Getting Deals Done in a Challenging Environment
Panelists were cautious about a robust comeback in 2024.
OLYMPIC VALLEY, CA—During the capital markets breakout session at the GlobeSt Women of Influence conference at the Everline Resort and Spa, panelists explored the current financing landscape. Despite a slight cooling of interest rates and shifting recession trends, some expressed caution regarding a robust comeback in 2024 with a few panelists expressing positive indicators such as increased transaction volumes, shorter closing times, and moving inventory.
“Multifamily and student housing have been our most comfortable asset classes,” said Natalie Greenberg, Chief Operating Officer of MJW Investments. “We’ve strategically disposed of some assets, engaging in 1031 acquisitions as part of our strategy.”
Mollie Fadule, CFO and CIO of JPI, remarked, “We’re still able to close deals despite the challenging capital markets environment.”
Moderator Caroline Sullivan, Director of Business Development at Bozzuto, kicked off the session by polling the audience on their deal activity for the year, with only a few hands raised.

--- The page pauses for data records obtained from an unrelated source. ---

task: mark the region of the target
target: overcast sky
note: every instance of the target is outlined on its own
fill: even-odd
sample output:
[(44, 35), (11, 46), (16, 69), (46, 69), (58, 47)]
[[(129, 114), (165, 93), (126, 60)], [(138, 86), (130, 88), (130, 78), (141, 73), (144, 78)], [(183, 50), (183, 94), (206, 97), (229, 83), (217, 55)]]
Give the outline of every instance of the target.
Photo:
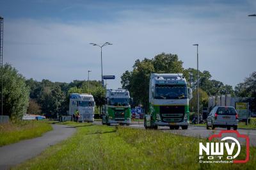
[[(171, 2), (170, 2), (171, 1)], [(256, 1), (0, 0), (4, 63), (27, 79), (70, 82), (115, 75), (121, 86), (134, 61), (176, 54), (184, 67), (208, 70), (233, 86), (256, 71)]]

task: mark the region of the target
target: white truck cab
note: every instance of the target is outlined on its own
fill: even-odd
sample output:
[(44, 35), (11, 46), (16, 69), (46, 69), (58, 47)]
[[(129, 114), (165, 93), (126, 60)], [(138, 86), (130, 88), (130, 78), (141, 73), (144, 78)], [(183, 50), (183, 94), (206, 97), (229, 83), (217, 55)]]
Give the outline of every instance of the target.
[(93, 122), (95, 106), (95, 102), (92, 95), (72, 93), (69, 100), (69, 115), (74, 118), (78, 111), (80, 114), (79, 121)]

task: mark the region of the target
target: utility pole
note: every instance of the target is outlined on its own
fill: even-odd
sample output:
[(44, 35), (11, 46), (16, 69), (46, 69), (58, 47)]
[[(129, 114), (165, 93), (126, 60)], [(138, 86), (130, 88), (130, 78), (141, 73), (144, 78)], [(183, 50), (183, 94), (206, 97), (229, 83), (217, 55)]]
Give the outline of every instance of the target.
[(88, 93), (90, 93), (90, 89), (89, 89), (89, 73), (92, 72), (91, 70), (88, 70)]
[(198, 70), (198, 44), (196, 43), (193, 45), (196, 46), (196, 56), (197, 56), (197, 120), (199, 124), (199, 70)]
[(4, 36), (4, 18), (0, 16), (0, 64), (1, 64), (1, 114), (3, 115), (3, 36)]
[(97, 43), (90, 43), (90, 44), (92, 44), (92, 45), (94, 45), (94, 46), (98, 46), (100, 48), (101, 84), (102, 84), (102, 87), (104, 88), (104, 80), (103, 80), (103, 71), (102, 71), (102, 47), (106, 46), (106, 45), (113, 45), (113, 43), (109, 43), (109, 42), (106, 42), (102, 45), (98, 45)]

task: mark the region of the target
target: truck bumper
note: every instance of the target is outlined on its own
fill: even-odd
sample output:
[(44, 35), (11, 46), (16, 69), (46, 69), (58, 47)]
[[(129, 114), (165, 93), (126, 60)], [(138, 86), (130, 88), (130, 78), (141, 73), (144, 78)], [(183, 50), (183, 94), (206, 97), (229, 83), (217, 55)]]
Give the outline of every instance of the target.
[(228, 125), (228, 126), (237, 126), (238, 125), (238, 120), (236, 121), (212, 121), (214, 125)]
[(108, 123), (125, 123), (131, 124), (131, 118), (127, 118), (126, 120), (108, 120)]
[(162, 122), (162, 121), (156, 121), (155, 122), (155, 125), (157, 126), (188, 126), (188, 121), (182, 121), (182, 122)]

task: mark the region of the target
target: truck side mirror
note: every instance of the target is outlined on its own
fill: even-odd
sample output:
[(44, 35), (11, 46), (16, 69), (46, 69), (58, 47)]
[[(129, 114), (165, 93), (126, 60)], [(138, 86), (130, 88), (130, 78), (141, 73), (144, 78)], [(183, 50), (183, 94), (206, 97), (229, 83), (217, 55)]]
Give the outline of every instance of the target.
[(193, 91), (191, 88), (188, 88), (189, 98), (191, 100), (193, 98)]
[(133, 104), (133, 98), (130, 98), (130, 105), (132, 105)]

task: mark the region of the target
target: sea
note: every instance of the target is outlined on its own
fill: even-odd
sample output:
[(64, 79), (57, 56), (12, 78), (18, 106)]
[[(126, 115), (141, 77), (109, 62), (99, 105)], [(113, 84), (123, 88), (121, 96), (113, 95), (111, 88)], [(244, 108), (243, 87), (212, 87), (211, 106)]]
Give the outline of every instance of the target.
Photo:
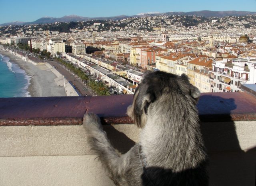
[(30, 77), (0, 53), (0, 98), (30, 97), (28, 91)]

Fadule highlighted their recent deal, a tax credit affordable housing project, representing less than 10% of their portfolio. Another recent deal, she said, wasn’t the same as previous years. “Previously, we’d see oversubscription or full commitment at close, but this time was different,” she noted. “Investors are still interested in multifamily but not as aggressively as before.”
Greenberg agreed, adding that “Investors are cautious, waiting for the market to stabilize before making moves. There’s a perception that bigger opportunities are on the horizon, but they’re not materializing yet,” she said. “Many are holding off on 1031 exchanges and exploring other asset classes.”
She continued to note that investors (many of which include friends and family) are hesitant in the current market due to uncertainty and are considering alternative investments. “There are numerous competing options in the market right now.”
Regarding construction projects initiated in 2021 with looming loan maturities, Sullivan noted limited options. Fadule suggested that depending on the project’s initial costs, refinancing could be challenging but feasible, albeit costly.
Greenberg emphasized the importance of maintaining strong lender relationships: “While a CMBS loan may appear cheapest initially, for example, it might not be the wisest choice in the long run. Relationship quality matters.”
Fadule pointed out that areas experiencing population and job growth have surpassed expectations, showing positive rent trends since late last year, which has reassured investors.
Greenberg concluded, “While interest in re-entering the market is evident, finding lucrative opportunities may prove more challenging. Even though velocity is down, we are readjusting to this new environment.”